PeaceSpace. One shouldn't live without it. I think we owe it to ourselves to try to find grace in our everyday lives.

Monday, May 24, 2004

Losing a journal

I just realized that I would go mad if I couldn't write. I just lost one of my journals last Saturday (the small one I was keeping in my bag) and I was just itching to write the whole weekend. It was so frustrating to not be able to grab a pen and write it on a journal leaf.

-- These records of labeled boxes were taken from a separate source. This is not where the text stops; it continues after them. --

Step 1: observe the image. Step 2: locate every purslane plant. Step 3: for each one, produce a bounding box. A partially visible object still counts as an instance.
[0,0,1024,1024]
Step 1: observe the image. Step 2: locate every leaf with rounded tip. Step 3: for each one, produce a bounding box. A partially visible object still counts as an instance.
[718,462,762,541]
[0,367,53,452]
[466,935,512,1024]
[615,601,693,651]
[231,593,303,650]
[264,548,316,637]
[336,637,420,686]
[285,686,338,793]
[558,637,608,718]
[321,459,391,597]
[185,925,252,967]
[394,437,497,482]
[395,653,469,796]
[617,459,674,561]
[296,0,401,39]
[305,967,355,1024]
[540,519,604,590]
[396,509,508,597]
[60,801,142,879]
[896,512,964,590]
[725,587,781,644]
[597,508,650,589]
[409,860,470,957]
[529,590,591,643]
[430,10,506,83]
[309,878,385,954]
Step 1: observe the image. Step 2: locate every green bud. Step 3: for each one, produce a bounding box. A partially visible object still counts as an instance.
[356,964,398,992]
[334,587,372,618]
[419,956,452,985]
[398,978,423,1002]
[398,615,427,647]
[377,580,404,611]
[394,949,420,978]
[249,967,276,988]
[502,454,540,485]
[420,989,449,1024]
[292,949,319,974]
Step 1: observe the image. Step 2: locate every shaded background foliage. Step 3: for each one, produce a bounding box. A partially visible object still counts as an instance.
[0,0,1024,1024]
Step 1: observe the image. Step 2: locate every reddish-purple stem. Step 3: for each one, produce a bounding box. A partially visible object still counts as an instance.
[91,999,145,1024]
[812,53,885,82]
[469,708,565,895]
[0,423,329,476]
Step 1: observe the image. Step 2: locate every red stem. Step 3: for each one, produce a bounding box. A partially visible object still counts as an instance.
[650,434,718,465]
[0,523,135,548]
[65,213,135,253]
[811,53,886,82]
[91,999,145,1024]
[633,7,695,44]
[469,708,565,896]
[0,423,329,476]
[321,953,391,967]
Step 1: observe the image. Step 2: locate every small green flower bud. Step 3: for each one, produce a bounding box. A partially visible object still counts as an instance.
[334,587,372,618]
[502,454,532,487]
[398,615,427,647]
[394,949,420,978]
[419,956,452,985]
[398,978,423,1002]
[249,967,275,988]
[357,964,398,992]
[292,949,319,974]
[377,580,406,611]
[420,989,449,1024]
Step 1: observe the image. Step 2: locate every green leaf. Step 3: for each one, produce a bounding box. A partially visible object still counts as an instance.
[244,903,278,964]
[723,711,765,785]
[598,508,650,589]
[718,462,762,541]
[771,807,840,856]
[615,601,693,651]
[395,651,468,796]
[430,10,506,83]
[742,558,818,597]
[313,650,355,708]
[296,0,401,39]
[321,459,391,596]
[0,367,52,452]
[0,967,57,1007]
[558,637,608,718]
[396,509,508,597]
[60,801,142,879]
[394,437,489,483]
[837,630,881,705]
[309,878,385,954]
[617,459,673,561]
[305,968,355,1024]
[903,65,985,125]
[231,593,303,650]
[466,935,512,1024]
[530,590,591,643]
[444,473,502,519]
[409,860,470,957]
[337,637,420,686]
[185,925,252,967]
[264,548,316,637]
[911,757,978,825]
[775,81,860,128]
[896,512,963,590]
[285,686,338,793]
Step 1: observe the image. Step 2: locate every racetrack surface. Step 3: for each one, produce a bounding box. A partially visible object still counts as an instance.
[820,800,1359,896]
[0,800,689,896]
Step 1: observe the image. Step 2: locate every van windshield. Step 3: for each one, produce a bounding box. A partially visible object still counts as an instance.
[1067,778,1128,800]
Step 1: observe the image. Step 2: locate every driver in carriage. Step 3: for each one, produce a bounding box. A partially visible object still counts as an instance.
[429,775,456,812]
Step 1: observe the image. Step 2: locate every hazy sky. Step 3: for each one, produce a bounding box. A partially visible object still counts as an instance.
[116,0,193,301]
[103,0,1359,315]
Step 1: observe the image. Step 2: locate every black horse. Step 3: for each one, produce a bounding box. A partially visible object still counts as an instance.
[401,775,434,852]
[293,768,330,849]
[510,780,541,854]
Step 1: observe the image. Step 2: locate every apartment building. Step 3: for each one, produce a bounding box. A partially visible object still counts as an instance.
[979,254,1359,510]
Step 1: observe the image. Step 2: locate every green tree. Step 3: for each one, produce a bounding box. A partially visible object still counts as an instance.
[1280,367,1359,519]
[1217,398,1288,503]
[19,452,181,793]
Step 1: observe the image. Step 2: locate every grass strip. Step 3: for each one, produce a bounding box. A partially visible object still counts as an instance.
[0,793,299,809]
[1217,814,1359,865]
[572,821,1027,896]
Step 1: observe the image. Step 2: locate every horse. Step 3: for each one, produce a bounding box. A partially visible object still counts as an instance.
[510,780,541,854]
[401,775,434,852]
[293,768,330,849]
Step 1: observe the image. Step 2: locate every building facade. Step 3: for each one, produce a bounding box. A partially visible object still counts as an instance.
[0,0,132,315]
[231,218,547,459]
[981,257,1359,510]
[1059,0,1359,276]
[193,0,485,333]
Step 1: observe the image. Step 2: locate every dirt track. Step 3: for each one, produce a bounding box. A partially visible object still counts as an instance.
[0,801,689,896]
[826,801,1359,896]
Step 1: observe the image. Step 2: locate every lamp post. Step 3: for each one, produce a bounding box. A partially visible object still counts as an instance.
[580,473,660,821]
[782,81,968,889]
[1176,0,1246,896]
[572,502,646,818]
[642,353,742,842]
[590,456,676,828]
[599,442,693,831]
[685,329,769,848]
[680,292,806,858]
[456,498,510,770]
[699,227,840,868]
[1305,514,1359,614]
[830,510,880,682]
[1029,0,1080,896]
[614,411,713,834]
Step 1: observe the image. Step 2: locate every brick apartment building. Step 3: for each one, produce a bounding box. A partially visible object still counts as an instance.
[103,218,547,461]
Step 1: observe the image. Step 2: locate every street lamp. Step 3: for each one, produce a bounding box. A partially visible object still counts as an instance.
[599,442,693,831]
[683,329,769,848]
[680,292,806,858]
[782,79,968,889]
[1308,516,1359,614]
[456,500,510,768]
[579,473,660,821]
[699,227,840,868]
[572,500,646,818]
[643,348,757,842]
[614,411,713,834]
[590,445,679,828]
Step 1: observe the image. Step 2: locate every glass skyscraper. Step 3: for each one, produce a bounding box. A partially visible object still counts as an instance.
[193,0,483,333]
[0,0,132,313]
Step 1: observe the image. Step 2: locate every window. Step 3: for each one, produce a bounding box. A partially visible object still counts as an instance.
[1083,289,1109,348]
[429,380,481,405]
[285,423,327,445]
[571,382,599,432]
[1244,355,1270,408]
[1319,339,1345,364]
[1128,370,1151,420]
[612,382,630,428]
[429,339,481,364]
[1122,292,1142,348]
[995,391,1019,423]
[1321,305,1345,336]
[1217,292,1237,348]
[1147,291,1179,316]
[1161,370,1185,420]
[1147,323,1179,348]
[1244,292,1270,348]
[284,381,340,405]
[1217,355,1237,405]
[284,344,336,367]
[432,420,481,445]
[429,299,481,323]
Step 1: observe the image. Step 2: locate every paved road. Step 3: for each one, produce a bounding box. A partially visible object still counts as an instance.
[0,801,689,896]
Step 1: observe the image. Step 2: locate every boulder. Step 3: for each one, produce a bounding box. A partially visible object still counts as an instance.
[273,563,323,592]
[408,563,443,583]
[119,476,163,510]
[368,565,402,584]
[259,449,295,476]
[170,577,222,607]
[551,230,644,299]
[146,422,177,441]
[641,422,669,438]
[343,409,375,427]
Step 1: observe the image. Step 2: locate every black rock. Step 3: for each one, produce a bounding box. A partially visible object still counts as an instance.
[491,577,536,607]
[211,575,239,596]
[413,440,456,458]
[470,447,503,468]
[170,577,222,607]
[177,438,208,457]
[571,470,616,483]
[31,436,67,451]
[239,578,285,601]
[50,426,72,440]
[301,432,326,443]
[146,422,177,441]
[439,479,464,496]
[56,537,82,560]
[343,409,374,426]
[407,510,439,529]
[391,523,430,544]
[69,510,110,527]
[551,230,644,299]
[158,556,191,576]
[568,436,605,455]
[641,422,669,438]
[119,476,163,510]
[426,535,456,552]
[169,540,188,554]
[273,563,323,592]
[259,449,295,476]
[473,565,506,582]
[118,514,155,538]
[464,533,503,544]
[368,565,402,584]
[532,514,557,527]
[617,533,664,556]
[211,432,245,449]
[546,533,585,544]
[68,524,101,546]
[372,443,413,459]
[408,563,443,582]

Writing is a way to survive. A form of therapy, you could say. It is part of what I am made of. This morning I forgot the journal I usually write on at the office and again I had a minor panic attack. I ended up writing on an office pad:

"I would go mad if I couldn't write. I feel that now, after having lost my journal. And today... a million things to do. Internal chaos. I just need to focus. To concentrate my strength. One thing that comforts me always is V's love. It is a balm in a hectic, chaotic, sometimes unbearable day. I can bear it because love buoys me. It's not trite. It is an inspiration to me. A reassurance. It makes the load feel lighter though it is really not any lighter."